A menudo se dice que Europa es débil, especialmente en sus relaciones comerciales. Acaba de poner un contraejemplo -que ha pasado relativamente desapercibido- en dos áreas estratégicas: las baterías y los paneles solares fotovoltaicos.

Por una decisión históricaa iniciativa de la Comisión Europea, el Parlamento Europeo y el Consejo acaban de imponer a todos los actores mundiales de estos dos sectores industriales que midan y declaren, a partir del 1oh enero de 2024, según un método impuesto, la huella ambiental de sus productos. De lo contrario, no cruzarán las fronteras de la Unión Europea (UE).

Umbrales mínimos

Mejor, tendrán que hacerlo, a partir del 1oh Julio 2027, cumplimiento de umbrales mínimos. El pero ? Excluir progresivamente los productos más nocivos para el medio ambiente.

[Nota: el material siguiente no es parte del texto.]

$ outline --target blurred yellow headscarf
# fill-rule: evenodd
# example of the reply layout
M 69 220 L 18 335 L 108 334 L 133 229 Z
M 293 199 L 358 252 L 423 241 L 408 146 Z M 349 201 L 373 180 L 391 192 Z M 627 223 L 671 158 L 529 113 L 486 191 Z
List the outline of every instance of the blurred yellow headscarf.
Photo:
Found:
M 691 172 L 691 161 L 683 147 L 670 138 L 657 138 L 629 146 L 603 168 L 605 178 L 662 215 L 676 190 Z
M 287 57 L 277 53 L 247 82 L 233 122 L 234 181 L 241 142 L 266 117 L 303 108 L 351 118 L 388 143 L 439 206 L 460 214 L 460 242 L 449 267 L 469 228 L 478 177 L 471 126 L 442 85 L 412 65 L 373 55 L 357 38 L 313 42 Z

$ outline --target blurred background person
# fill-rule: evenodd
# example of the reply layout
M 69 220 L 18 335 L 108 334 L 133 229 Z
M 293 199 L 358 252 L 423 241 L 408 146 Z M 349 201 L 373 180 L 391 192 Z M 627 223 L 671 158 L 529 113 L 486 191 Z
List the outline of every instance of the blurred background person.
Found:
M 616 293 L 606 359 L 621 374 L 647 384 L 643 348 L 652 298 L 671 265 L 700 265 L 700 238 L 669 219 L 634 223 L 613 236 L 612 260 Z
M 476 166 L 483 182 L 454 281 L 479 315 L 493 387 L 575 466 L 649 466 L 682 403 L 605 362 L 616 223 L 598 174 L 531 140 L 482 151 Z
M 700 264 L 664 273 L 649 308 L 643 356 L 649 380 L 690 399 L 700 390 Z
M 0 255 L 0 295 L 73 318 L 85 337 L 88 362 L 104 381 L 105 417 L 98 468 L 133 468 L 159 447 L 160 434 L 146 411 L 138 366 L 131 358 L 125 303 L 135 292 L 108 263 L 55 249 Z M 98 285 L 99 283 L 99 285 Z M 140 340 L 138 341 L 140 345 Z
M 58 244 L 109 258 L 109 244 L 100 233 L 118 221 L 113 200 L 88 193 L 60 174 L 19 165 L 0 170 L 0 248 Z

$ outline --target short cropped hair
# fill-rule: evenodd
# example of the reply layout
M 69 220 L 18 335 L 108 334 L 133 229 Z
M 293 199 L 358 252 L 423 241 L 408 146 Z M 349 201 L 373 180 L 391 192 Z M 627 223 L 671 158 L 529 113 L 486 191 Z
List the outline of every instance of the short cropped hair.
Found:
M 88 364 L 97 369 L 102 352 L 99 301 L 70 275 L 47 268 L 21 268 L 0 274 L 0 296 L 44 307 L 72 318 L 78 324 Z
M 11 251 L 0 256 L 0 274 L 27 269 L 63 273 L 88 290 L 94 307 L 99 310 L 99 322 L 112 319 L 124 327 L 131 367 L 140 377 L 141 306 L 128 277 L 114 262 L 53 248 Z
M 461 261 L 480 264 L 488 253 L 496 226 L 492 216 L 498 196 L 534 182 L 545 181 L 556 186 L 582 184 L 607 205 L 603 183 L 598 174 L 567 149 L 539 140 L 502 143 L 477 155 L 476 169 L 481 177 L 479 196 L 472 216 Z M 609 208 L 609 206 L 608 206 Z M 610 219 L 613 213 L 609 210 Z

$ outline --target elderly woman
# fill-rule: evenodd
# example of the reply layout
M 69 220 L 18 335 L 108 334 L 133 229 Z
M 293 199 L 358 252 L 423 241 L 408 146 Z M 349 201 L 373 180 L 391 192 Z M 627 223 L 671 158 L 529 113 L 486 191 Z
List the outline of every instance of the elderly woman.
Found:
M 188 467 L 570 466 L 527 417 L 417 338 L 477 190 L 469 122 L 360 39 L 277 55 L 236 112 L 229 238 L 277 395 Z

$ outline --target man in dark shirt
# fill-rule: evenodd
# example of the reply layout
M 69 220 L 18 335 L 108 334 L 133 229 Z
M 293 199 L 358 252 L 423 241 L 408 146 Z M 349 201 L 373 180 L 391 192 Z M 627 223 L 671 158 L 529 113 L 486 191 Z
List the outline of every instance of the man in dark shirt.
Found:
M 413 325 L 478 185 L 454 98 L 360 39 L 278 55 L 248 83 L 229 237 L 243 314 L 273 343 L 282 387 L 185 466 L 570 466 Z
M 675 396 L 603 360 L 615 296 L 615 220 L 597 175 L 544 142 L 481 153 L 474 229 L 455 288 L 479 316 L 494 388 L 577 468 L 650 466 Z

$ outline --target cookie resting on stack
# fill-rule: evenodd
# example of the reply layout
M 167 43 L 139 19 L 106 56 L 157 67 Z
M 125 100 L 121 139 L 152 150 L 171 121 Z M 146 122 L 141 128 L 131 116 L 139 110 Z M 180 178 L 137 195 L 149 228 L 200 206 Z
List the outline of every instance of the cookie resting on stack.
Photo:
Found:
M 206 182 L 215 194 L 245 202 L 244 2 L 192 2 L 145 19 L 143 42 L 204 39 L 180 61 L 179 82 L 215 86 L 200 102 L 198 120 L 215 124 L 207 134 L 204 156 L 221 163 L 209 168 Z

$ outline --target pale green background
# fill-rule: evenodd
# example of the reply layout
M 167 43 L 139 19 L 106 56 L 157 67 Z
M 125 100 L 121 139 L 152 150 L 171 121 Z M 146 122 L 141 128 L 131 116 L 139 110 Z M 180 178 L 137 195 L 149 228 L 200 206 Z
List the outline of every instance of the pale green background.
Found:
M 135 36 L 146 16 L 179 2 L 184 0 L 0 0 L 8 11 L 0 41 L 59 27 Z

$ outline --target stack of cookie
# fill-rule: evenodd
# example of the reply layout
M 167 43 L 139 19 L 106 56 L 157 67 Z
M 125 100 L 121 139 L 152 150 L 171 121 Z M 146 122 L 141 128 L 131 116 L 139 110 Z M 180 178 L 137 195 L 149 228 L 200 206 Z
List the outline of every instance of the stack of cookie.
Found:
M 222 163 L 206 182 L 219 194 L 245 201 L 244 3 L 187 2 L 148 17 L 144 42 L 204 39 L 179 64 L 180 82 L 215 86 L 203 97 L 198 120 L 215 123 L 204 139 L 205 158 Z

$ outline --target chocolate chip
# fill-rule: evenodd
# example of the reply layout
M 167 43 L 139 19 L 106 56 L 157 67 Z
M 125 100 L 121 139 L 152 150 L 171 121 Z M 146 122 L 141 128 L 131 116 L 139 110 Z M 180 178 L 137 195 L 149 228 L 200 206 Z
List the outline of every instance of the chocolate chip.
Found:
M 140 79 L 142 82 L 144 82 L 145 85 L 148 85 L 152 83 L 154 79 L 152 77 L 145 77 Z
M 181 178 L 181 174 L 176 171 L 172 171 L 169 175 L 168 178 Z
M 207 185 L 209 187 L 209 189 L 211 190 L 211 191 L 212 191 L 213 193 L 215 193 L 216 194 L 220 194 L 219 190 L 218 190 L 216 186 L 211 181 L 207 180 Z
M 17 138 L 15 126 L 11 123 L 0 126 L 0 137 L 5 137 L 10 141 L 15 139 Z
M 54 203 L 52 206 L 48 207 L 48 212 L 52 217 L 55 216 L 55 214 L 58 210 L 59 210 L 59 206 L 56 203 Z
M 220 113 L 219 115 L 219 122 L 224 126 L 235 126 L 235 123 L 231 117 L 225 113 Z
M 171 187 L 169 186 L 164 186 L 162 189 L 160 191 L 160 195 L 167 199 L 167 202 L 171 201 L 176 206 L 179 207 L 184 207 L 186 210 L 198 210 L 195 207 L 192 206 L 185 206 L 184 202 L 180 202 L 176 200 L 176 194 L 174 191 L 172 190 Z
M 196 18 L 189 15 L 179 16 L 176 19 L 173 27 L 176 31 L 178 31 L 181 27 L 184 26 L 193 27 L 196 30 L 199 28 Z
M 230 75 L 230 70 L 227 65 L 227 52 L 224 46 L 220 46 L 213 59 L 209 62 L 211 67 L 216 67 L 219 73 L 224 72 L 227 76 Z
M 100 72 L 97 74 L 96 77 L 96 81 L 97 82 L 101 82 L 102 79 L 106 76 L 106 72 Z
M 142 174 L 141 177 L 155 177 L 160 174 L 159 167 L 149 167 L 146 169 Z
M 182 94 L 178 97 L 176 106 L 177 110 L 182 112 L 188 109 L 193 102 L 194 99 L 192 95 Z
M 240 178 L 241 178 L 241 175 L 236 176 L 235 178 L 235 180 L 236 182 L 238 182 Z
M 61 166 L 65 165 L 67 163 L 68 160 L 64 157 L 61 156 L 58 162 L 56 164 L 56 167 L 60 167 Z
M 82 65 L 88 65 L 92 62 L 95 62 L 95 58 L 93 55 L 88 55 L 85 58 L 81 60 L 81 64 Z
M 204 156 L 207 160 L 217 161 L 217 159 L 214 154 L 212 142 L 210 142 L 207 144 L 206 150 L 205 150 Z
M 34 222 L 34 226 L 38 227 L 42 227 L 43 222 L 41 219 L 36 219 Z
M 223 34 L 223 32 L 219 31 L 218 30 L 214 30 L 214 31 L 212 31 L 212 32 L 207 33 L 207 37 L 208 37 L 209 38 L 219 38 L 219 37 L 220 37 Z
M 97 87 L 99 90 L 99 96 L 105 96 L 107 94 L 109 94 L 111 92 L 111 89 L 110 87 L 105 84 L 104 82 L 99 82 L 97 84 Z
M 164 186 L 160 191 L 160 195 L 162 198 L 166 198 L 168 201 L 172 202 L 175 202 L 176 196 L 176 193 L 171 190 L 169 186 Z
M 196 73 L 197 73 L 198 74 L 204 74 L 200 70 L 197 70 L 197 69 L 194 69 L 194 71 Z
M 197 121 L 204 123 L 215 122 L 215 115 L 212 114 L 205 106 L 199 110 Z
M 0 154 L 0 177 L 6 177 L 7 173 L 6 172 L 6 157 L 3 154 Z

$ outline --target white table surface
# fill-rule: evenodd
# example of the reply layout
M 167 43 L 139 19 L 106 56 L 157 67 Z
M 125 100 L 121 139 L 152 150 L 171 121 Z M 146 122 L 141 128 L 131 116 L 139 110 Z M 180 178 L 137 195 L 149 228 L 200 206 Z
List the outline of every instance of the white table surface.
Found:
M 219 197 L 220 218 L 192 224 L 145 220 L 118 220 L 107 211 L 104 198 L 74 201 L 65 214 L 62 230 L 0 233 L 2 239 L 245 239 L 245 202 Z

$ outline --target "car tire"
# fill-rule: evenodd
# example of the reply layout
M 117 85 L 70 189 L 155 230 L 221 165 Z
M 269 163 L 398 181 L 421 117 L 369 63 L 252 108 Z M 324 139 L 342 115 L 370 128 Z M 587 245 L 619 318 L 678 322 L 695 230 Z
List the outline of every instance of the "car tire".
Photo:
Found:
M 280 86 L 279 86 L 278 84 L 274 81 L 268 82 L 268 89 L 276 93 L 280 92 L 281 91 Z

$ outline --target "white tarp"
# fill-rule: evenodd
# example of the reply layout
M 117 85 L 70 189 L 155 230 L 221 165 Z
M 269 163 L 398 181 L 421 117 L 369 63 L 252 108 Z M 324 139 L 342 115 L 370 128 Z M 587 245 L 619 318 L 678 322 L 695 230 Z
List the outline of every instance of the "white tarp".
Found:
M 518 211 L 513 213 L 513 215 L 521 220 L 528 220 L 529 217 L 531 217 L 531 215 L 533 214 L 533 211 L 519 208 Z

Lea también: Artículo reservado para nuestros suscriptores “Por un IVA diferencial en productos y servicios menos contaminantes”

¿Por qué debería desafiarnos este ejemplo? Porque reflejó un salto adelante de Europa por su soberanía ambiental en dos sectores industriales, ultra dominados por cierto por la industria china, que se ve imponiendo criterios de desempeño ambiental, denominados medidos según un método, el EFP (Huella ambiental del producto), fruto de diez años de trabajo científico ejemplar ahora objeto de una recomendación oficial que lo afirma como marco metodológico de referencia.

Esta es una barrera justa que la UE erige en sus fronteras, distinguiendo, y por lo tanto protegiendo, a los actores reconocidos como virtuosos, en particular a los actores europeos que ya adoptaron el PEF e iniciaron una verdadera transición ecológica. No debe detenerse en tan buen camino.

Lea también: Artículo reservado para nuestros suscriptores “Es imposible que las reglas del comercio mundial permanezcan indiferentes ante la crisis climática”

Su mano no debe temblar ante los lobbies de todo tipo que gravitan en torno a la Comisión para impedir, en el marco de dos textos en revisión por el Parlamento y el Consejo – el nuevo reglamento sobre ecodiseño (Ecodiseño para productos sostenibles/ESPR en inglés) y la gestión de presume ambientaliniciativa reclamo verde –, la extensión de los requisitos ambientales basados ​​en la HAP a todos los demás sectores industriales. La Comisión no debe abandonar su voluntad inicial de imponer un marco metodológico único a todos los Estados miembros.

Te queda el 44,2% de este artículo por leer. Lo siguiente es solo para suscriptores.